Cased Pencils Processed in Philippines Not 'Substantially Transformed,' Scope Ruling Finds
Drawing pencils, colored pencils and #2 pencils exported from the Philippines by School Specialty are subject to an antidumping duty order on cased pencils from China, the Commerce Department said in a May 7 scope ruling.
Though they fit the physical description of goods covered by the order, the goods’ manufacturing process -- which imports raw materials from China for processing in the Philippines -- substantially transforms them enough that their country of origin should properly be considered to be the Philippines, not China, School Specialty had argued.
Commerce conducted a substantial transformation analysis in the scope ruling. In it, the department did find that pencil inputs would not, on their own, be covered by the order. And it said that the production process that turns those inputs into pencils transforms them “to a significant degree.”
However, it said that three of the four Chinese-origin inputs -- ferrules, erasers and graphite or color cores -- “are used as components of a cased [pencil] and are not further processed in the Philippines.” It also said that those inputs “were pre-determined for a specific end use at the time of importation” that was the same as the cased pencils’ end use.
Further, it said that six out of the nine cased pencil manufacturing steps that occurred in the Philippines were simple finishing and packaging, so the overall processing in that country was not significant. And School Specialty didn’t provide any quantitative information about how much it spent on production and investment in the Philippines, it said.

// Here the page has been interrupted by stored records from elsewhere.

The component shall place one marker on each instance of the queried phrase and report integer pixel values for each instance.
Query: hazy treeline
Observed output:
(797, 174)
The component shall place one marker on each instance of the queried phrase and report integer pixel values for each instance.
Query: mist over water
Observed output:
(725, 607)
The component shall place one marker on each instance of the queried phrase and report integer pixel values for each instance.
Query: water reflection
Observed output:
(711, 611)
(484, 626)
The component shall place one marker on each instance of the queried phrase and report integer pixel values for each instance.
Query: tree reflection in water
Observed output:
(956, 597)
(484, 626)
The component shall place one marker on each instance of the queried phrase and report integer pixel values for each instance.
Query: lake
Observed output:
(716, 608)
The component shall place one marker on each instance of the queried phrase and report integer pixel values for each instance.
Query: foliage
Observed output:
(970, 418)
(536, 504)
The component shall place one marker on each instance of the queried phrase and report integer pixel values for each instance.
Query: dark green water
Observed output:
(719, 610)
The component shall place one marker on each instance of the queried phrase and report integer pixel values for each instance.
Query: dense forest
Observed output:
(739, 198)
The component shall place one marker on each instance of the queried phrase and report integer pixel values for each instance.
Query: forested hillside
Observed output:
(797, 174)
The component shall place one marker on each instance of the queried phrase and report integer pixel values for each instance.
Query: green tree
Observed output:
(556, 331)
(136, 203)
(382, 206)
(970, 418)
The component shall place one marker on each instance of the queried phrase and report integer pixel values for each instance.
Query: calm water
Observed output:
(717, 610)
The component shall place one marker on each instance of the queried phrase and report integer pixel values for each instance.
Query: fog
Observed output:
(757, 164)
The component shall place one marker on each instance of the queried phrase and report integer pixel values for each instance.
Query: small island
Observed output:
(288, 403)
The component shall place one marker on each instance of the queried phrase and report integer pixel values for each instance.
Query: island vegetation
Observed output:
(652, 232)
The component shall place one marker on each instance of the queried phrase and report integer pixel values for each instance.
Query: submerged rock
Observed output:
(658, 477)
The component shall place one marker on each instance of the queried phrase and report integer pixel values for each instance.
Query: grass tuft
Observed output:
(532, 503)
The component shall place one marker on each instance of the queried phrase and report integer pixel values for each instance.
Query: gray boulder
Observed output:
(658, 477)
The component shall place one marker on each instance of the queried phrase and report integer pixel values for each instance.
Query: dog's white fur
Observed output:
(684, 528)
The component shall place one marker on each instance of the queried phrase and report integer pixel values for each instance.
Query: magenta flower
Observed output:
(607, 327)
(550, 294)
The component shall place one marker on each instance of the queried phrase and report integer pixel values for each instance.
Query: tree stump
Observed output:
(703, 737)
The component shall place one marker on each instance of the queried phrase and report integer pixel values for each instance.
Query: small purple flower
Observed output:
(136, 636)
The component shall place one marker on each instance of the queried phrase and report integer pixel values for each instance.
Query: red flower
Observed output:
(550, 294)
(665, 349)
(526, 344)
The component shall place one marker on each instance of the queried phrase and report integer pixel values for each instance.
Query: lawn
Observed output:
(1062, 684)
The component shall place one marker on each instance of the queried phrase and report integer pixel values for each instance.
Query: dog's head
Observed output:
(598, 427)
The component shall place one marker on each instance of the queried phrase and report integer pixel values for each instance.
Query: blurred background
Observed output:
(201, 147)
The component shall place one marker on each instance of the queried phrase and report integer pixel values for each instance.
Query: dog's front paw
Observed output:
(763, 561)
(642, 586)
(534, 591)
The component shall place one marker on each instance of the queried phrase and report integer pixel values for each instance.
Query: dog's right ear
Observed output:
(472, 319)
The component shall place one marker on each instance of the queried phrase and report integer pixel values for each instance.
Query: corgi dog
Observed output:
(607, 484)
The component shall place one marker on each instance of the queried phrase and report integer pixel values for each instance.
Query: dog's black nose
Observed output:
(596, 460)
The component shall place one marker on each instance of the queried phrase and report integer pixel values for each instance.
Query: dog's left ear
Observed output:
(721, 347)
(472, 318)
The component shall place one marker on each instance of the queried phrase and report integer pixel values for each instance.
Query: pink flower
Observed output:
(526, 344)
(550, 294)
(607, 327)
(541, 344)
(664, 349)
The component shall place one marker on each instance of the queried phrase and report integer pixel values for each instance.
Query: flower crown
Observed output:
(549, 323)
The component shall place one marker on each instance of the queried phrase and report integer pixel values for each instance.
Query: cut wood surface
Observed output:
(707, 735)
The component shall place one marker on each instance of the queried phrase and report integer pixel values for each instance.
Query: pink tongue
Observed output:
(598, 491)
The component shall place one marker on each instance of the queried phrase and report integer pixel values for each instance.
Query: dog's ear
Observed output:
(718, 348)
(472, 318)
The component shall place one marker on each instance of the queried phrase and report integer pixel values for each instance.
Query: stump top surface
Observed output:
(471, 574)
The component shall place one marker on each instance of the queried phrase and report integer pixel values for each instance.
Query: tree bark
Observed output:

“Although Commerce does not have an established threshold for determining when a certain percentage of the cost of production in a third country represents a substantial transformation conferring country of origin, we typically need the underlying cost data to make such an evaluation,” it said.
As a result, it found that the cased pencils had not undergone significant transformation and fell within the scope of the antidumping duty order.